How to use the WYSIWYG editor

Change the color of a element



To do changes with the WYSIWYG-editor you simply right click the element you want to edit. Note that it's really important that you selected the correct element for your changes to work. 



Let's say you want to change the color of a button. Right click the button and then select Edit style. 



You will now get a popup menu with different style settings for this element. This is preset with the elements current style values. To change the color of the button simply click the current color in the background setting. 



Now use the color picker or enter the hex code for the new color in the input field to change this. This is now set and you will see the changes in the editor straight away and the editor has generated code for this. To close the Element style popup simply left click anywhere on the website.



The WYSIWYG-editor has now genereted code for this change. You can see this by clicking Show code and then click on the CSS tab.



Changing the copy of a element



Let's say you wish to change the copy of the button. Right click the button and then choose Edit content and then Edit text. 



You will now get a popup where you can edit this text. Change it to what you want and click Apply.



You will see you changes straight away and you can also see the generated code for this if you click Show code and then click the Javascript / jQuery tab (if you aren't already viewing that tab).


Notice! The WYSIWYG-editor will make your changes to that exact element by setting the changes to it's CSS selector. This means that it sets the shortest most unique CSS selector for that element (on this exact page). This does not mean that it is unique for the whole website.

If an element on another page of the website has the exact same CSS-selector that element will also get these changes (if Audience is true on that page as well).

This also means that if you have multiple similar buttons that you wish to change you need to do this change on each of them by repeating the steps. Or you can modify the generated code so that the CSS selector points to all of them.
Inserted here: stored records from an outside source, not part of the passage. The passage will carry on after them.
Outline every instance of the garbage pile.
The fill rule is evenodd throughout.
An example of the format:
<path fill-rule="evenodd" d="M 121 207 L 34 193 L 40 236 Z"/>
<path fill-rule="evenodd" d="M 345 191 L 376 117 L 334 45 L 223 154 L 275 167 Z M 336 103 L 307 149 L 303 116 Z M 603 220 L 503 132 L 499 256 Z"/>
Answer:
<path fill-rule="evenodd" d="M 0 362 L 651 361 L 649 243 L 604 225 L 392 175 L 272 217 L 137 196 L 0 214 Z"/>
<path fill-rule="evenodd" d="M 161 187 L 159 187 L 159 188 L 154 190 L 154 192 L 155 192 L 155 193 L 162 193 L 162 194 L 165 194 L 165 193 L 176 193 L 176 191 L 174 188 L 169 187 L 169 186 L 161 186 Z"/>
This do however require some code skills or at least some knowledge about how CSS seletors work.



Moving an Element



Let's say we want to move the image to the left and the text and CTA to the right. The first thing we do is right click the image to select it.



Then we have to figure out if we have selected the correct element for this change. The currently selected element is the image. Usually you want to get the outmost container element when you move an element. This because the element can have CSS rules (styles) that are tied to the elements container element (parent). 

You can check this and select the outmost parent element by using the Select -> Select parent function. This will show a list of parent element to the current clicked one, starting with the parent and then listing that parent element's parent and so on.

If you hover over these choices the element selection displayed in the editor will change. Try to get the outmost parent of the element you wish to move. In our example above it's the .container choice that is the outmost element that includes all the elements we wish to move (the image) and not any other elements.



If we hover over the next one in the hierarchy the selection includes the left part (the text and button). So we move up again and click the .container to set this as selected.



Now that the container element of the image is selected we can modify this. Now choose Cut in the still open menu.



Then we need to choose where to paste this. So once again we need to select the correct element to paste this (after, before, inside etc). So right click somewhere where you want to start off from and then step your way up to the intented element and then click this element to select it and then click Paste and choose paste location.

In the example above we started by right clicking the text "Convert More." and then step our way up to the outmost container element that holds the text and button via the Select -> Select parent function as earlier. 



Now you can see the changes and you can also see the generated code for this by clicking Show code and click the javascript / jQuery tab.



Now all we have to do is set some padding to make these changes look good. So we select the correct element and then choose Edit style. Then we scroll down to padding and click on More options to be able to set a specific padding. Then we change padding-left to 100px by entering this in the input field. No we are all set.



Now Save your project and set your Audience and then Preview the project to test that Audience is correct and also see that your changes work and look good. 


How to undo changes

The WYSIWYG-editor always adds the code after any previous changes, which also means that these changes will happen in this order. If multiple changes are made to the same element the code for that change will be added NOT modified by the editor.



This means that if you change the copy of the button (as mentioned in the example before) multiple times the changes till generate code for each change and the buttons copy will change multiple times before it reaches the latest change. This will of course happen so fast that it won't be noticable but beware if you make huge changes. It might be better to start over with a clean slate rather than adding just keep making changes that overwrite them selves.

If you wish to start all over you can always click on Show code and simply delete the generated code and click Apply in each tab. If the website isn't back to original you might need to hit Save and then reload the browser window.

If you want to undo the latest changes you can use the undo button in the editor. This will undo the changes in steps starting with the latest one and back as long as it remember.

You can also manually remove the generated code for the changes you wish to undo. So it might be a good idea to keep an eye on the generated code.